The likelihood of individuals with undifferentiated arthritis (UA), who exhibit joint symptoms without fulfilling the full diagnostic criteria, subsequently progressing to RA poses a clinical conundrum. Accurate prediction of this progression can facilitate early diagnosis and intervention for those at risk, while concurrently preventing overtreatment and diminishing both the health repercussions and superfluous healthcare expenditures for those unlikely to develop RA (80).

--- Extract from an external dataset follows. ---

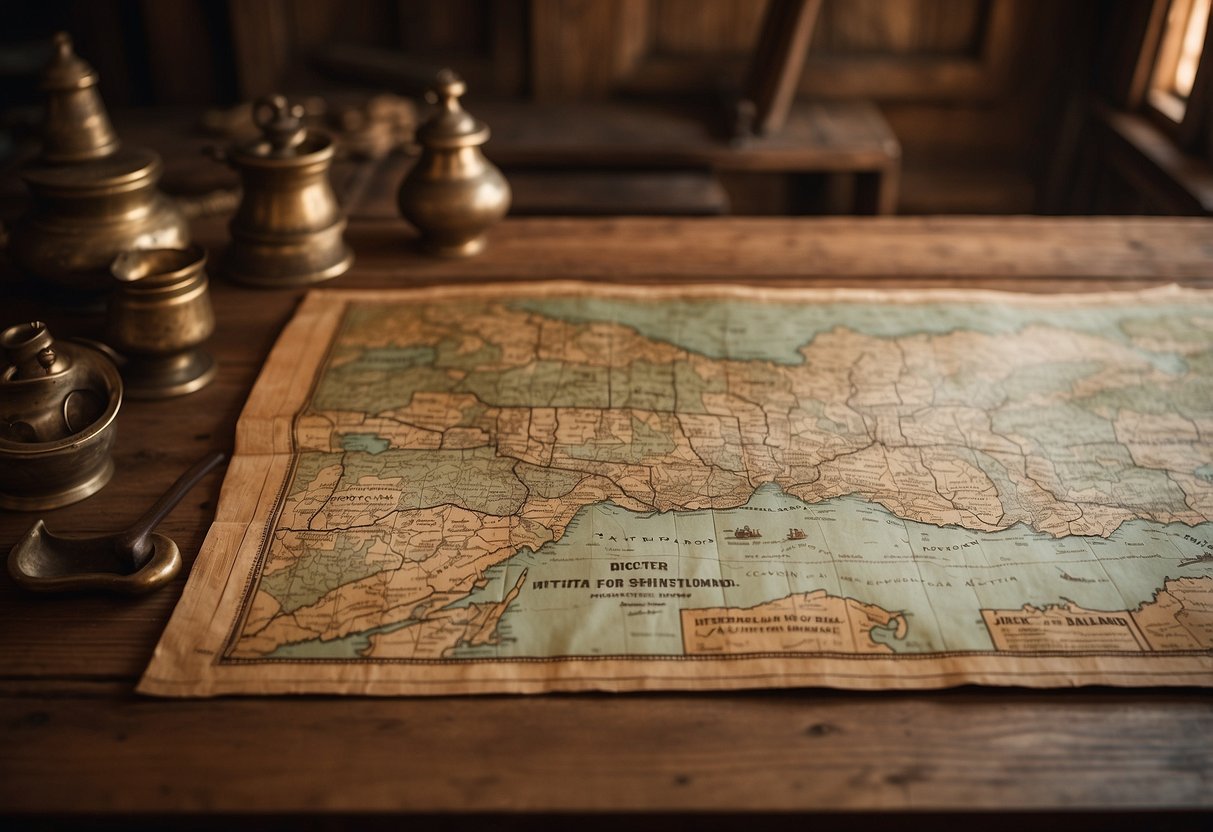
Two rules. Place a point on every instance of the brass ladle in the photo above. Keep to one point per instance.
(130, 562)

Models are increasingly geared towards the evaluation of dynamic variables, reflecting shifts correlated with disease activity, such as gene expression profiles, epigenetic modifications, and a spectrum of detailed symptomatic and clinical markers.
A notable investigation sought to unearth clinically pertinent predictive biomarkers from peripheral blood CD4 T cells in UA patients, employing a support vector machine (SVM) classification model. This approach demonstrated that an integration of the pre-established Leiden predictive rule with a 12-gene risk indicator notably enhanced the prognostic capability from the original (AUC=0.74) to a significantly improved accuracy for seronegative UA patients (AUC=0.84) (29). A comparative analysis of three distinct ML algorithms revealed that a SVM model, which integrated DNA methylation profiles from 40 CpG sites with clinical parameters including disease activity score (DAS) and RF, effectively distinguished individuals with UA who were predisposed to developing RA within one year, achieving an AUC range of 0.85 to 1 (30).

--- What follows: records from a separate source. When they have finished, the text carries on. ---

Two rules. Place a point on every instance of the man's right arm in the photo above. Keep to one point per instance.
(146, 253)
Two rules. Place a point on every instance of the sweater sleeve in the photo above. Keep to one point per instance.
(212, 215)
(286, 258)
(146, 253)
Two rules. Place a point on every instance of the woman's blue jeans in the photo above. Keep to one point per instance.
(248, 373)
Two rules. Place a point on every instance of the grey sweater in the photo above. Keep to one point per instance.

Contemporary studies report promising predictive performance in identifying at-risk individuals within the general population and in forecasting RA development in patients with UA, and that the features having the greatest impact on predictive outcomes were identified and selected as much as possible during model training in order to simplify the model and potentially improve performance and generalizability. More important than performance, however, is the potential for practical clinical application, and future studies will need to examine the generalizability of the model by testing it in populations of multiple ethnicities and regions, and tracking the progression of individuals to RA in larger prospective cohorts to observe the accuracy of the model.
3.2 Diagnosis and subtype classification of RA
The diagnostic framework for RA, especially in the context of seronegative RA, is intricate and often obstructed by the absence of potent biomarkers, impeding early detection and management (47). Investigations are thus aimed at the identification of new biomarkers to bridge this gap.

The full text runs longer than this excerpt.